- Standard edition cover of Burgle Bros, the first game in the series
- Type: Cooperative board game
- Creator(s): Tim Fowers
- Publisher(s): Fowers Games
- First release: Burgle Bros 2015; 10 years ago
- Latest release: Burgle Bros 3: Future Flip 2025; 0 years ago

= Burgle Bros =

Cooperative board game series

Burgle Bros is a series of cooperative board games designed and self-published by Tim Fowers for up to four players.

==Gameplay==
All Burgle Bros games are cooperative games themed around a heist. Up to four players pick a character each, whom they will move throughout the game to enter various spaces, use items, crack safes, and escape with their loot. Non-player guards will patrol each floor, heading to random destinations and trying to catch the players. Victory is achieved when all players successfully escape with loot they have collected, while running out of stealth tokens results in immediate defeat.

Each space, known as a tile, gives unique effects upon entry. This includes alarms, which, if not handled properly, instantly leads to the guard heading towards the player. Other tiles, such as vents and lavatories, give players unique one-off boosts. Tiles are set up randomly, and all but one are hidden at game start, with others being revealed only on player entry.

===Burgle Bros===
In Burgle Bros, the first game in the series, published in 2015, players attempt to crack three safes in a three-story office building. Each floor contains sixteen tiles, one guard, and randomly set-up walls. Similar to its sequels, players start on the first floor with only one tile revealed, and spend the remainder of gameplay exploring tiles, triggering alarms and avoiding guards, and locating the safes, which are opened by players rolling dice.

Each safe contains within it a loot card, which add additional limits to gameplay, thereby increasing difficulty. Instances include Painting, which restrict movement through vents and doors, Chihuahuas and Persian Cats, who may trigger alarms at the start of turns, and Gold Bars, which must be carried by two players. Event cards, random events drawn when a player does not use all of their actions, have both positive and negative effects, adding an element of risk to Burgle Bros.

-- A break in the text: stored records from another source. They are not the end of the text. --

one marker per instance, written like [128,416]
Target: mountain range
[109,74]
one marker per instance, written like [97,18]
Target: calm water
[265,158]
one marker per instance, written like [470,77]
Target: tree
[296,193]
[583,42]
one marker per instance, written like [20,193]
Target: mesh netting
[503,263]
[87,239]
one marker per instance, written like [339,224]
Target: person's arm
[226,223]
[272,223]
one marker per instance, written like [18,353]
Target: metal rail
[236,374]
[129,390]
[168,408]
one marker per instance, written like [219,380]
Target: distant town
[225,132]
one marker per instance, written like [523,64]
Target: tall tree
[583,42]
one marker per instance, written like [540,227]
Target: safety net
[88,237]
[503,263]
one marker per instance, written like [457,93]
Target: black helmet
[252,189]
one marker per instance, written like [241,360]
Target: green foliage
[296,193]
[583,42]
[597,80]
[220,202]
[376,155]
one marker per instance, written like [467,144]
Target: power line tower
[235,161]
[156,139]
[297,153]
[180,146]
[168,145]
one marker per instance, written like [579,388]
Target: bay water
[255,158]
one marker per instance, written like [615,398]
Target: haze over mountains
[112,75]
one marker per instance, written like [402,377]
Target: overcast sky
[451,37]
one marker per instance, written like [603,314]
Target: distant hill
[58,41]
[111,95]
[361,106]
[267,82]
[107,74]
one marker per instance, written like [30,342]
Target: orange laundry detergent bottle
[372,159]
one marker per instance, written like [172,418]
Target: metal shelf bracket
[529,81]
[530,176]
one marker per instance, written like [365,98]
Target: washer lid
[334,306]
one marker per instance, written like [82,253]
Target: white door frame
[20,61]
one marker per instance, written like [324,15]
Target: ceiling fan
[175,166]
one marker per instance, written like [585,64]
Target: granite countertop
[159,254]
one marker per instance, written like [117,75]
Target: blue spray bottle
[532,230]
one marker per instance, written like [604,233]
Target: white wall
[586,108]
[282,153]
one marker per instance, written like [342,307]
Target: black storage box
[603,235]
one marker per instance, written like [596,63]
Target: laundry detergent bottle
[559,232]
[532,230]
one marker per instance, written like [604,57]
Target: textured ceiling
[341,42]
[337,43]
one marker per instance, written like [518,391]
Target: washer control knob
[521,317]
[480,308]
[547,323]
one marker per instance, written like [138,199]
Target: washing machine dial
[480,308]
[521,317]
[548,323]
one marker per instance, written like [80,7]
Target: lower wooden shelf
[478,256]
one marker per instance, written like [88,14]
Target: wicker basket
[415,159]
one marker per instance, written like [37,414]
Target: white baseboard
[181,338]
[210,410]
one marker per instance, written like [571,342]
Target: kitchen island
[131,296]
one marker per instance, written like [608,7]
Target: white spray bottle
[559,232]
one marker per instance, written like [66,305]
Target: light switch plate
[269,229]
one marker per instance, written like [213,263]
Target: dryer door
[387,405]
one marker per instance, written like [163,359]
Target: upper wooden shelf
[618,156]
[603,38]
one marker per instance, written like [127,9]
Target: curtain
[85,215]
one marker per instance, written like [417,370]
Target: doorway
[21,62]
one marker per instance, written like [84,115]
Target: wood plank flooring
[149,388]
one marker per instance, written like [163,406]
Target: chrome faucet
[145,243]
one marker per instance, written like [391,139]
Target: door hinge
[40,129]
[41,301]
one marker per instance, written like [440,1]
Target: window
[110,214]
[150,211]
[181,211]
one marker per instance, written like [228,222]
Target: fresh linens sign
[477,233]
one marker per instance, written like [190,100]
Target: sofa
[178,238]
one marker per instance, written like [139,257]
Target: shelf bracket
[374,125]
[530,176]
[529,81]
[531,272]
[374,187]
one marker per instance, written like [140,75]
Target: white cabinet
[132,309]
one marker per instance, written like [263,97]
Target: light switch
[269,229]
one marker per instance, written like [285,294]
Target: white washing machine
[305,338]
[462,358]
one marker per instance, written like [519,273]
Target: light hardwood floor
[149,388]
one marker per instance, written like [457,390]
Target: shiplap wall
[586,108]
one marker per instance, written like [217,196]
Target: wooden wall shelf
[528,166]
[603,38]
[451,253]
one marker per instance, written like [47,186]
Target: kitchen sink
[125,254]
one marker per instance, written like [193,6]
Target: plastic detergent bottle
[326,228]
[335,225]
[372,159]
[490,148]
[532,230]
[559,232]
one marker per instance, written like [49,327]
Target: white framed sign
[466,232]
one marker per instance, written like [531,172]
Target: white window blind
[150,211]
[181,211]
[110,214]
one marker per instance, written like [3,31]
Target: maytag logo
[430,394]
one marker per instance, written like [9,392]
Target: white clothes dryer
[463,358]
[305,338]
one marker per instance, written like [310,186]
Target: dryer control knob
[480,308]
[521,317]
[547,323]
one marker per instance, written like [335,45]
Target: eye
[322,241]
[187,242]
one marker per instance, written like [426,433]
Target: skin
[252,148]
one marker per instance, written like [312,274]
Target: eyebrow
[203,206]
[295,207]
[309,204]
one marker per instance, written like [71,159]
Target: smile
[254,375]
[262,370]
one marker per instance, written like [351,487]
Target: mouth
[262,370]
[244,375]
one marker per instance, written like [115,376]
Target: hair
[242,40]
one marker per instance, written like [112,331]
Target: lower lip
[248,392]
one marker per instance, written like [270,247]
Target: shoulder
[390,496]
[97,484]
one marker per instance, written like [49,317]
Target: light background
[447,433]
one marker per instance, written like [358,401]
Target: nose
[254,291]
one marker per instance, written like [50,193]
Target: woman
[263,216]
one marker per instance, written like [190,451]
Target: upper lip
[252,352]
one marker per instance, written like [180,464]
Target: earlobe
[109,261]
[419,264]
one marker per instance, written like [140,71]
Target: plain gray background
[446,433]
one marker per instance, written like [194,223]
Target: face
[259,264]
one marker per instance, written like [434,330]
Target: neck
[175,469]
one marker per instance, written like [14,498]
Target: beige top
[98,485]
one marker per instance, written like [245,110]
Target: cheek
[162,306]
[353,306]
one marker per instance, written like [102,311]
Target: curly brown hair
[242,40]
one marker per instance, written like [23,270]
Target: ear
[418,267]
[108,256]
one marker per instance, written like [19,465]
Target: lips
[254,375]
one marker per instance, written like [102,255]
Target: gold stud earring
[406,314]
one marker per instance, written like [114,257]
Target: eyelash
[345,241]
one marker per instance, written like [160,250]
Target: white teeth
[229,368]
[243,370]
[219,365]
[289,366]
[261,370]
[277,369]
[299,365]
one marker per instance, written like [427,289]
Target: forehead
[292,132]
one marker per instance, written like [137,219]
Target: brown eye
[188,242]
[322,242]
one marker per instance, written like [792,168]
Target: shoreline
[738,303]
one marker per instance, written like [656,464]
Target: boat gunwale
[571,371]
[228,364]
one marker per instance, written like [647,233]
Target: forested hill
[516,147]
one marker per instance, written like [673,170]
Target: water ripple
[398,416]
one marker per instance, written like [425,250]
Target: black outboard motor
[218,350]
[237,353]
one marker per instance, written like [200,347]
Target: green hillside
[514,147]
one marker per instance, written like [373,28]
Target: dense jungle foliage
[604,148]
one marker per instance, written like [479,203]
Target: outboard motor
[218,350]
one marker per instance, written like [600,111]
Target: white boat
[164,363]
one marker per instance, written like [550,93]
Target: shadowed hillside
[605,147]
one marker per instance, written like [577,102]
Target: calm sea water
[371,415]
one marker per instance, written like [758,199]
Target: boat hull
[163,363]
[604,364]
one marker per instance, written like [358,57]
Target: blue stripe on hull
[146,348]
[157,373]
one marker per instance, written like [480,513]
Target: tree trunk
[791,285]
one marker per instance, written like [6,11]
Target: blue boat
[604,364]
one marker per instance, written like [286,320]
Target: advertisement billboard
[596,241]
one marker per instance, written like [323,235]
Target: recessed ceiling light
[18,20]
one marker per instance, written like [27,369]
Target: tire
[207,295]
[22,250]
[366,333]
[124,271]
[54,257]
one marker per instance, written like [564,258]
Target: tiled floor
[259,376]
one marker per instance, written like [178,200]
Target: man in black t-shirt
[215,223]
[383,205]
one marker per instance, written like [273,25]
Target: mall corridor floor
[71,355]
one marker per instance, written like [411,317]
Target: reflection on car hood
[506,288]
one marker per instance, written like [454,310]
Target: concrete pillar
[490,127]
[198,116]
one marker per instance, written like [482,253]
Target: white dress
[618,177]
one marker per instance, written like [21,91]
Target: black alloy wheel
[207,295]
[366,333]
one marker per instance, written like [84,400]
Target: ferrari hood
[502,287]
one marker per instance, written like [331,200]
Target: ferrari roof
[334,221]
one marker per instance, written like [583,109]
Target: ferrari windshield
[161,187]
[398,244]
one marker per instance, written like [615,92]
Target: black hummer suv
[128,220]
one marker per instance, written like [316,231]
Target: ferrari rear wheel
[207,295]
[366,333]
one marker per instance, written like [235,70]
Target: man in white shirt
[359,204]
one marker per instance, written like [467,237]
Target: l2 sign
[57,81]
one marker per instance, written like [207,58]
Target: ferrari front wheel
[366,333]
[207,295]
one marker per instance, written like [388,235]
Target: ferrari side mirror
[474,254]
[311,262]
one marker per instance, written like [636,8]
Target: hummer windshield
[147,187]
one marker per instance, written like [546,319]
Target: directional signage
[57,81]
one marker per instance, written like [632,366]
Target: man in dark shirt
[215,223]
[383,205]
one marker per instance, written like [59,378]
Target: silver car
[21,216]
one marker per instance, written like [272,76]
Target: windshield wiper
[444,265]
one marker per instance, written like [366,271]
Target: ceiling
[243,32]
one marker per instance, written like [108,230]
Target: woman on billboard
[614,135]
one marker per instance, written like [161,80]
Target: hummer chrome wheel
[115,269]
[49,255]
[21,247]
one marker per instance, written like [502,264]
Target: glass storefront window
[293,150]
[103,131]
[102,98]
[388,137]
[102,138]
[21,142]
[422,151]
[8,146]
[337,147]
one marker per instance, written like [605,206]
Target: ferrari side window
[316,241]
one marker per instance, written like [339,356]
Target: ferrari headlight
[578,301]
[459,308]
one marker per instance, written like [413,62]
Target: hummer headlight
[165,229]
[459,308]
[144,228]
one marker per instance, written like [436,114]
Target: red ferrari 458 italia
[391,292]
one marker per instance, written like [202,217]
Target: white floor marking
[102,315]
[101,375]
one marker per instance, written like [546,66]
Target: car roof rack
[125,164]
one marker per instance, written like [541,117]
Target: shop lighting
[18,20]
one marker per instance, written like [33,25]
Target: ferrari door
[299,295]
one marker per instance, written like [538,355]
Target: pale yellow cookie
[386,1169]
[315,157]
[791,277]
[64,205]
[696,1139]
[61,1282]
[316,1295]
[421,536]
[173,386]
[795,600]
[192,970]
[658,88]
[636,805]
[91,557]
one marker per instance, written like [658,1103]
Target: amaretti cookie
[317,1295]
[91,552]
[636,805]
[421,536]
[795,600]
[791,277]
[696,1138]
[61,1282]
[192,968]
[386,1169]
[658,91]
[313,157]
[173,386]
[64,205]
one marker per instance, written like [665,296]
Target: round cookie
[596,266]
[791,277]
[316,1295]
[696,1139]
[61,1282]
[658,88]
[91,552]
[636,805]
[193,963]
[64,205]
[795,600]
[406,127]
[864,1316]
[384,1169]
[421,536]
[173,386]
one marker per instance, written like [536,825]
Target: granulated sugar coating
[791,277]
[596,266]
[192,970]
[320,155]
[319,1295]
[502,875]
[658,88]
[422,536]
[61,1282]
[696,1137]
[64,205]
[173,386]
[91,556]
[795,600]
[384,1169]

A digital adaptation of Burgle Bros has been released on Steam.

===Burgle Bros 2===
Burgle Bros 2: Casino Capers is a 2021 sequel to the first game. Set in a two-story luxury casino, it introduces dynamic guests and more in-depth case cracking. Unlike its predecessor, which is set up the same way every game, Burgle Bros 2 is played as a legacy game, with each run, known as a "mission", affecting the next. Its box transforms into a two-layer game board.

===Burgle Bros 3===
The third installment in the series, titled Burgle Bros 3: Future Flip, is to be released in 2025, following a successful Kickstarter campaign in April.